In liberia con Anatomia di un mostro, HarperCollins Italia, Brunella Schisa ha cortesemente accettato di rispondere alle nostre domande.
In questo intrigante noir tu vai a scavare nell’anima, nel dolore, nei sentimenti dei personaggi. Li hai resi con molta bravura e profondità: sei appassionata di psicologia?
«Sì lo sono. Se dovessi rinascere non farei la giornalista né la scrittrice ma la psicoanalista. Mi affascina scavare nell’inconscio dei miei personaggi, anche perché è l’unico modo per capirli e per giustificare le loro azioni.
Ti sei ispirata a fatti realmente accaduti?
«Sì, fatti accaduti a me. Giuseppe Berto diceva che uno scrittore è sempre autobiografico. È difficile non usare le proprie esperienze, ovviamente trasfigurandole. È questo il meraviglioso potere di uno scrittore: entrare e uscire dalle vite degli altri, anche dei viventi, prendere spunto, oppure saccheggiarli. Ma la fonte principale rimani sempre tu e il tuo vissuto.»
Nel libro troviamo l’anatomia di un mostro, Biagio Rea, ma anche la vittima lo è. Chi è un mostro? Forse è vicino a noi e non lo sappiamo riconoscere
«È proprio così. Il mostro non è riconoscibile. La sua natura è conosciuta soltanto dalle sue vittime. Per scoprirla ci vogliono indagini e spesso nemmeno bastano. Il titolo di lavoro del romanzo era I miei due mostri, perché in fondo, come la protagonista Nora, io non faccio una graduatoria del Male. Vittima e carnefice nel libro sono due incarnazioni del Male.»
Dentro di noi c’è una parte oscura spesso inaccettabile, non è sempre facile controllare gli istinti peggiori.

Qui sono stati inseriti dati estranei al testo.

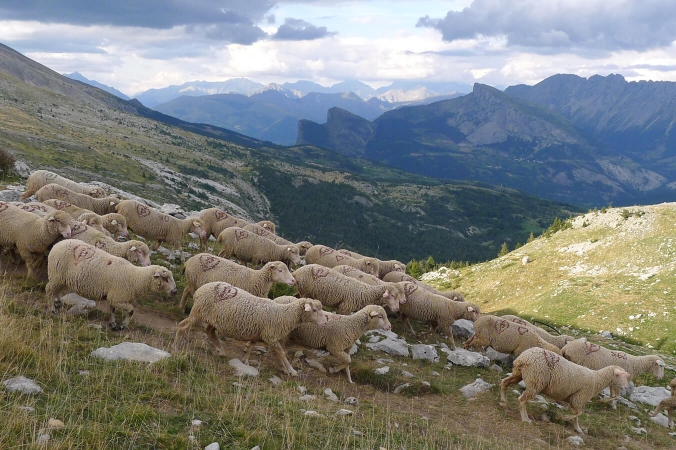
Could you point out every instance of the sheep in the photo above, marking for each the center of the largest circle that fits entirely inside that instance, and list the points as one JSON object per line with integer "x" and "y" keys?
{"x": 595, "y": 357}
{"x": 547, "y": 372}
{"x": 341, "y": 333}
{"x": 41, "y": 178}
{"x": 205, "y": 268}
{"x": 357, "y": 274}
{"x": 560, "y": 341}
{"x": 264, "y": 232}
{"x": 505, "y": 336}
{"x": 236, "y": 314}
{"x": 153, "y": 224}
{"x": 436, "y": 310}
{"x": 136, "y": 252}
{"x": 31, "y": 234}
{"x": 397, "y": 276}
{"x": 328, "y": 257}
{"x": 103, "y": 205}
{"x": 343, "y": 293}
{"x": 251, "y": 248}
{"x": 92, "y": 273}
{"x": 668, "y": 403}
{"x": 113, "y": 224}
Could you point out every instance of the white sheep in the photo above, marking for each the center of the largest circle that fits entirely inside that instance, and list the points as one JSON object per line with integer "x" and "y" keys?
{"x": 136, "y": 252}
{"x": 560, "y": 341}
{"x": 505, "y": 336}
{"x": 437, "y": 311}
{"x": 103, "y": 205}
{"x": 251, "y": 248}
{"x": 31, "y": 234}
{"x": 205, "y": 268}
{"x": 328, "y": 257}
{"x": 547, "y": 372}
{"x": 595, "y": 357}
{"x": 153, "y": 224}
{"x": 341, "y": 333}
{"x": 236, "y": 314}
{"x": 668, "y": 403}
{"x": 75, "y": 266}
{"x": 41, "y": 178}
{"x": 343, "y": 293}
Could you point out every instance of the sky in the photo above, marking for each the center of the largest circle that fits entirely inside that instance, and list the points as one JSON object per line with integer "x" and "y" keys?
{"x": 136, "y": 45}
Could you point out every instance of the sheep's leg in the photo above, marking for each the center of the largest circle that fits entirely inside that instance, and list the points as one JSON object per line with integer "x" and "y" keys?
{"x": 281, "y": 355}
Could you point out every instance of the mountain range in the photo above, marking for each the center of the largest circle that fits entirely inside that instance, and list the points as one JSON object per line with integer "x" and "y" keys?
{"x": 585, "y": 141}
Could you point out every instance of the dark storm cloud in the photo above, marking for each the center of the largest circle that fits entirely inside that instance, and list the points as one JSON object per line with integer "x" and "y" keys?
{"x": 300, "y": 30}
{"x": 563, "y": 24}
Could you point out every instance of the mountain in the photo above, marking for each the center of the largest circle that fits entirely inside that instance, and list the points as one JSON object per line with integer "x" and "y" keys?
{"x": 53, "y": 122}
{"x": 79, "y": 77}
{"x": 154, "y": 97}
{"x": 497, "y": 138}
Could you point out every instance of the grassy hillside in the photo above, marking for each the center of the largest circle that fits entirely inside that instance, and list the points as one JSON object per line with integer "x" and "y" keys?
{"x": 613, "y": 270}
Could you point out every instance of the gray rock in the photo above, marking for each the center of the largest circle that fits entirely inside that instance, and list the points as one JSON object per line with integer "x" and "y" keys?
{"x": 21, "y": 169}
{"x": 242, "y": 369}
{"x": 23, "y": 385}
{"x": 462, "y": 357}
{"x": 400, "y": 388}
{"x": 425, "y": 352}
{"x": 575, "y": 440}
{"x": 650, "y": 395}
{"x": 661, "y": 419}
{"x": 131, "y": 351}
{"x": 475, "y": 388}
{"x": 463, "y": 328}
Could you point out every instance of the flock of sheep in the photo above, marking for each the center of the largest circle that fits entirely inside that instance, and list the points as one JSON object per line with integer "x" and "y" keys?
{"x": 76, "y": 229}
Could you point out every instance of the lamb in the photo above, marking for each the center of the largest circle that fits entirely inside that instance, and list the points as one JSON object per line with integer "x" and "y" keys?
{"x": 596, "y": 357}
{"x": 560, "y": 341}
{"x": 547, "y": 372}
{"x": 668, "y": 403}
{"x": 41, "y": 178}
{"x": 101, "y": 206}
{"x": 436, "y": 310}
{"x": 236, "y": 314}
{"x": 205, "y": 268}
{"x": 113, "y": 224}
{"x": 397, "y": 276}
{"x": 343, "y": 293}
{"x": 136, "y": 252}
{"x": 341, "y": 333}
{"x": 328, "y": 257}
{"x": 153, "y": 224}
{"x": 505, "y": 336}
{"x": 250, "y": 248}
{"x": 31, "y": 234}
{"x": 75, "y": 266}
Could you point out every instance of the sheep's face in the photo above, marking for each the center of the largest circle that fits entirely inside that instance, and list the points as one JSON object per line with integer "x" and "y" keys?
{"x": 377, "y": 318}
{"x": 97, "y": 192}
{"x": 279, "y": 273}
{"x": 138, "y": 253}
{"x": 293, "y": 254}
{"x": 658, "y": 369}
{"x": 198, "y": 228}
{"x": 314, "y": 313}
{"x": 61, "y": 221}
{"x": 163, "y": 281}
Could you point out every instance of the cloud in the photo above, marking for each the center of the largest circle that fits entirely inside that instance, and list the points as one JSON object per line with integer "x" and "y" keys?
{"x": 300, "y": 30}
{"x": 561, "y": 25}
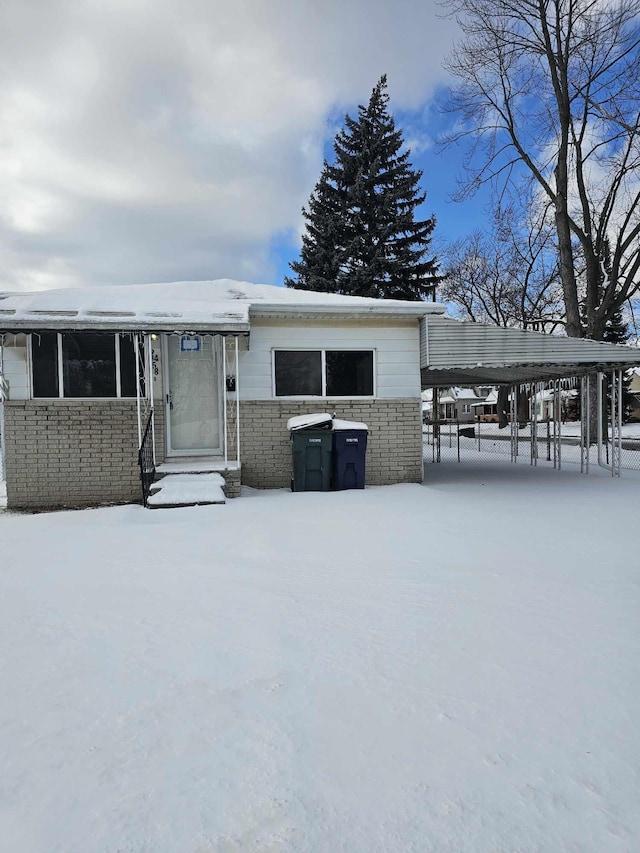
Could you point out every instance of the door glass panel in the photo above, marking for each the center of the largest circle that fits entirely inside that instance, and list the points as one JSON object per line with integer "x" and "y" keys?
{"x": 194, "y": 413}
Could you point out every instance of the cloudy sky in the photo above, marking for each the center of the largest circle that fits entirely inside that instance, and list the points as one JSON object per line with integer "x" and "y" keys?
{"x": 162, "y": 140}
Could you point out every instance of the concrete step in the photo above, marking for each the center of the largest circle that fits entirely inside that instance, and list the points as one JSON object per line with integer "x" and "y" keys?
{"x": 175, "y": 490}
{"x": 195, "y": 465}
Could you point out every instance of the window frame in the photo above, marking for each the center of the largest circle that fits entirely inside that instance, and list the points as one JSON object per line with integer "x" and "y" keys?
{"x": 116, "y": 337}
{"x": 323, "y": 369}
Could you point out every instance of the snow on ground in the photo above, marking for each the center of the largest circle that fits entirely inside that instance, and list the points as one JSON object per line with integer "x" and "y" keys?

Ma abbiamo molti filtri che ci aiutano, la legge morale, la legge dello Stato, l’educazione, l’istruzione, la religione: tutto quello che ci controlla e ci limita, evitandoci atti cruenti o criminali. Al contrario di chi questi filtri non li ha.
«Secondo me non è soltanto una questione di filtri. Tutti noi potremmo commettere atti violenti in un momento di follia. I criminologi li chiamano “delitti d’impeto” e credo che vengano concesse delle attenuanti a chi li commette. C’è però chi nasce col male dentro e non c’è legge morale che possa impedire alla natura violenta di manifestarsi. Non credo che siamo tutti potenzialmente mostri. Non lo credo affatto. Mostri di nasce.»
Nel tuo romanzo tratti di violenza psicologica e fisica. Come hai trattato questo argomento?
«Nell’unico modo che conosco. Provando a entrare nella testa di chi compie queste violenze. Ho letto tanto, ho visto film e ho vissuto molto. Alcuni mostri li ho conosciuto a personalmente. Sapevo di cosa parlavo.»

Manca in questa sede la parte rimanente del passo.